Alzheimer’s risk is usually discussed in terms of brain biomarkers, but this analysis points to a broader clinical picture. Investigators used an artificial intelligence model to test whether factors such as diet, medical history, and lifestyle could help distinguish people with Alzheimer’s disease from controls, and whether gut microbiome patterns might help explain some of those associations.
The study found that overall dietary patterns mattered more than nutrient-by-nutrient intake, and that medical history was similarly informative. Vascular conditions and depression were among the medical factors most closely tied to higher risk. Processed and refined foods were associated with higher-risk patterns, while plant-based and omega-3-rich diets were more protective.
Exploratory microbiome analyses suggested reduced microbial diversity and fewer short-chain fatty acid-producing bacteria in higher-risk groups, consistent with the idea that diet-related gut dysbiosis may contribute to neuroinflammation and Alzheimer’s risk. These findings help frame a possible mechanism.
Investigators analyzed a public dataset of 9,832 participants with questionnaire-based diet, lifestyle, and medical history data. They grouped 120 variables into five domains, used statistical screening to select the most informative features, and trained several machine learning models with validation in an independent test set. They also analyzed microbiome sequencing data from 2,000 samples to explore whether gut bacterial patterns might help explain the clinical associations.
“Beneficial bacteria responsible for producing short-chain fatty acids, compounds that maintain the gut’s protective barrier and actively suppress neuroinflammation, were significantly depleted,” said Faezeh Karimi, PhD, project lead and senior lecturer at the University of Technology Sydney School of Computer Science.

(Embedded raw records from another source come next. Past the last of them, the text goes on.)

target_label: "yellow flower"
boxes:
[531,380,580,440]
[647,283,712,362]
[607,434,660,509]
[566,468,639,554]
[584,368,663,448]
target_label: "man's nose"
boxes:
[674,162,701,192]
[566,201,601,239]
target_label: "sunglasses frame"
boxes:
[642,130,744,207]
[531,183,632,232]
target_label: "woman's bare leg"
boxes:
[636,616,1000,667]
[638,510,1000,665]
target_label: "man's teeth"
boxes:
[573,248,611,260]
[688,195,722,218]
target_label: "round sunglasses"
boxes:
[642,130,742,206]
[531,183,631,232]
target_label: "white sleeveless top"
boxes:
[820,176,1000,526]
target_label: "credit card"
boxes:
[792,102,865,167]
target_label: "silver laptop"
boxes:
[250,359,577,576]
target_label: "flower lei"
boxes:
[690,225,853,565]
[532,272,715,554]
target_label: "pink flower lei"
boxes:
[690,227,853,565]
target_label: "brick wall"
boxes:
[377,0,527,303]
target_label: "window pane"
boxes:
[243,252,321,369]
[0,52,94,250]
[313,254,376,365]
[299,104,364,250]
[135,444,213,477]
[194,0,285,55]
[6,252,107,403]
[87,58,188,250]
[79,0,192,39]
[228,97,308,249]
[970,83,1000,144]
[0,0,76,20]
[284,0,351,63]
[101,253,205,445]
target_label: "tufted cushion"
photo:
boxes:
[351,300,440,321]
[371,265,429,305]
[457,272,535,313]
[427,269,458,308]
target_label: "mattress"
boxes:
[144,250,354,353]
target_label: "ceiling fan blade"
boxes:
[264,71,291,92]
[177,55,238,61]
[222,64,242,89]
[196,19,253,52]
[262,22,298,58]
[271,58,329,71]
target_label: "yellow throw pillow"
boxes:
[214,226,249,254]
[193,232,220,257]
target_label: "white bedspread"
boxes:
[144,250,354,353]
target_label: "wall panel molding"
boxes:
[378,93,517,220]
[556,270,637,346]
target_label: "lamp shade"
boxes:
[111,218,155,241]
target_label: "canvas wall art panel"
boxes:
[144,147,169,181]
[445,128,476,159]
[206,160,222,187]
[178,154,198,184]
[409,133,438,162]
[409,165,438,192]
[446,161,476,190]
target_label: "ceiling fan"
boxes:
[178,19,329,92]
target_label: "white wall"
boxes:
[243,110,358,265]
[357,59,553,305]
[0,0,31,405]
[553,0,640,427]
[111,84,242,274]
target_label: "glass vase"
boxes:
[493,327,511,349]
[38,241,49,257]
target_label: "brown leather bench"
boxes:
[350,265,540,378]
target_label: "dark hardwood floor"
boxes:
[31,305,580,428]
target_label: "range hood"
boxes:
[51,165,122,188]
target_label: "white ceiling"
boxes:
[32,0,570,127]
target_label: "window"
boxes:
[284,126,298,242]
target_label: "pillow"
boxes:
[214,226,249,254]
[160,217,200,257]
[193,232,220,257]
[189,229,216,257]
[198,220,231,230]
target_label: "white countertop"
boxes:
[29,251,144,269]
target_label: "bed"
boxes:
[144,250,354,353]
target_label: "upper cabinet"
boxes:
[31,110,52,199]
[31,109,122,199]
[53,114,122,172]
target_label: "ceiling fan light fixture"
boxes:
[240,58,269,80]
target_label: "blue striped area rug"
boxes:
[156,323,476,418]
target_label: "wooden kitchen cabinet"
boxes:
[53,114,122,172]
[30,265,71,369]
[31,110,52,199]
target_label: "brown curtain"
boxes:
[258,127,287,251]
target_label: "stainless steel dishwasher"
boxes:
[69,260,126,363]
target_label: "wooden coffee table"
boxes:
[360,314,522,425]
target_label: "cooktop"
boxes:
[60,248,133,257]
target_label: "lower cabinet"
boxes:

“Microbial diversity was reduced,” she continued. “In their place, a more inflammatory microbial environment had taken hold, one that appears capable of sending damaging signals through the gut-brain axis directly to the brain.”
A questionnaire-based AI approach could eventually help flag higher-risk older patients before more specialized evaluation, though the researchers say the model still needs further validation.